Herhalde edebiyat tarihinde, kurmacayı bir karakter yaratma sanatı olarak tanımlamış olsak, en çok bu iki yazarın yapıtlarını örnek veriyor olurduk. Nedir Tolstoy ve Shakespeare’de Eco ve Pamuk’tan ayrı olan şey? Bu sanatçıların yapıtlarında karakter bilginin sözcüsü değildir; ancak bilgiden de yoksun olduğu söylenemez. Bilgi, karakterin içinde yaşar ve kurmacanın sayfalarca süren ayrı boyutlarında, karakter bilgiyi hiçbir zaman bir ders kitabı berraklığında sunmaz; sunamaz. Yazgısının çelişkili aşamaları, değişken arzuları, yetersizlikleri ve tarihe gömülü olmanın ağırlığı karakteri bilgiyle tekdüze bir ilişki kurmaktan alıkoyar. Ne Piyer Bezuhov ne de Machbeth, Eco’nun dedektif rahibi kadar berrak değildir.

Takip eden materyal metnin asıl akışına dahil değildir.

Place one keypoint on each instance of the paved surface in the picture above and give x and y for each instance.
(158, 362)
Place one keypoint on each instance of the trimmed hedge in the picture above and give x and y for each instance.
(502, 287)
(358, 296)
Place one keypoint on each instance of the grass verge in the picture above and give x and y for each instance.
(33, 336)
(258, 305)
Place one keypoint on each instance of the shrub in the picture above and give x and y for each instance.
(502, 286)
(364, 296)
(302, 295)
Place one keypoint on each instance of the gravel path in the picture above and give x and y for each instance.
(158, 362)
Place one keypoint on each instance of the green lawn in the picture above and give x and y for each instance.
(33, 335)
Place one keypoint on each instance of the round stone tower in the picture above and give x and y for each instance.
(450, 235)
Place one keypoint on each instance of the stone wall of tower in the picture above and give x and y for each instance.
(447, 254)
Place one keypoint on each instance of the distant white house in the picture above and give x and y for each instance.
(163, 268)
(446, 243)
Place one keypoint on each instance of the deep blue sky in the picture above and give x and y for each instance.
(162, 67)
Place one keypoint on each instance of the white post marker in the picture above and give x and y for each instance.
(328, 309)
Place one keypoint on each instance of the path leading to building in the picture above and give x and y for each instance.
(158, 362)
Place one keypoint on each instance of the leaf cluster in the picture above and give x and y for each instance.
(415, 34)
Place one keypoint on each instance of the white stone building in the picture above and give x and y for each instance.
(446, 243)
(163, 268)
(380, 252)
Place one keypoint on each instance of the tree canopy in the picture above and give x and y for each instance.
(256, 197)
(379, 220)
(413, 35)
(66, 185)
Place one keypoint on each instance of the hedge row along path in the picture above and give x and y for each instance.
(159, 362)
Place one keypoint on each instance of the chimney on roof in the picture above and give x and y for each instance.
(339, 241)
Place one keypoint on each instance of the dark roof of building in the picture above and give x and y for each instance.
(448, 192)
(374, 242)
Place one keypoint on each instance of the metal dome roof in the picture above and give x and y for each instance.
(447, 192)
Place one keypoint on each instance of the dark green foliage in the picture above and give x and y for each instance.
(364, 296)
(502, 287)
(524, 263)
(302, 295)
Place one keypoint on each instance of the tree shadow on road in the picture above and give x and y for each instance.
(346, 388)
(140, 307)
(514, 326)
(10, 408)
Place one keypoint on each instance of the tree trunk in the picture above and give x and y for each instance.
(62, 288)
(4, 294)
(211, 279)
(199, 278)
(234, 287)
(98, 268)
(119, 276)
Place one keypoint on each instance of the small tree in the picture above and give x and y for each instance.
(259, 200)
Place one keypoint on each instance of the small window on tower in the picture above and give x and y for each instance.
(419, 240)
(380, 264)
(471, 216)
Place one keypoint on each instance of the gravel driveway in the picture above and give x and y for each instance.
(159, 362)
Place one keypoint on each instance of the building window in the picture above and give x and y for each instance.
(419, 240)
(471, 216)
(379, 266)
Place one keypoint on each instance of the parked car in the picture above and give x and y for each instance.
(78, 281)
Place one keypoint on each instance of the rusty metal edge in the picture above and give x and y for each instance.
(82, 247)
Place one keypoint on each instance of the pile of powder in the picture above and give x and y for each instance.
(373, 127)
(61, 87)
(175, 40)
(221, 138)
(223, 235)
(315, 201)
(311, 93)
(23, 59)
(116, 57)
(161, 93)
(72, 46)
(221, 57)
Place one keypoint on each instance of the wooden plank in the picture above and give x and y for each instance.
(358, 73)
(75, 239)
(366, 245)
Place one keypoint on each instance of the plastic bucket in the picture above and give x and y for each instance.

Kurmaca, olay örgüsü yerine bir karakterin izini de sürebilir. Çok daha basit bir örnek verelim: Francis Ford Coppola’nın yönettiği Baba (Godfather) serisinin ikinci filminde, ilk dakikalarda Michael Corleone bir suikast girişiminden canını zor kurtarır. Yönettiği mafya organizasyonu içindeki haini bulmak için düşmanıyla ilişkisini hiçbir şey olmamış gibi sürdürecektir. Bu noktada, eğer Baba serisi tipik bir polisiye olsaydı seyirciyi hainin kim olduğu sorusuna odaklayarak devam edebilir ve finalde şaşırtıcı bir çözüm sunabilirdi; ancak, Baba kurmaca yapısı açısından Shakespeare trajedilerini andırır: Filmin daha ortasına gelmeden hainin kim olduğunu seyirciye açıkça bildirir. Fredo’dur bu. Michael’ın öz kardeşi. Bu noktadan sonra seyircinin odağı artık hainin kim olduğu değildir, Michael’ın bunu nasıl öğreneceği ve öğrendiğinde ne yapacağıdır- hakikaten filmin son sahnelerinden birinde Michael, Fredo’nun hesabını keser. Bu işlem bir aksiyonla gerçekleşmez.  ‘Fredo, sen benim için artık bir hiçsin’ diye başlayan ünlü konuşmayla sunulur.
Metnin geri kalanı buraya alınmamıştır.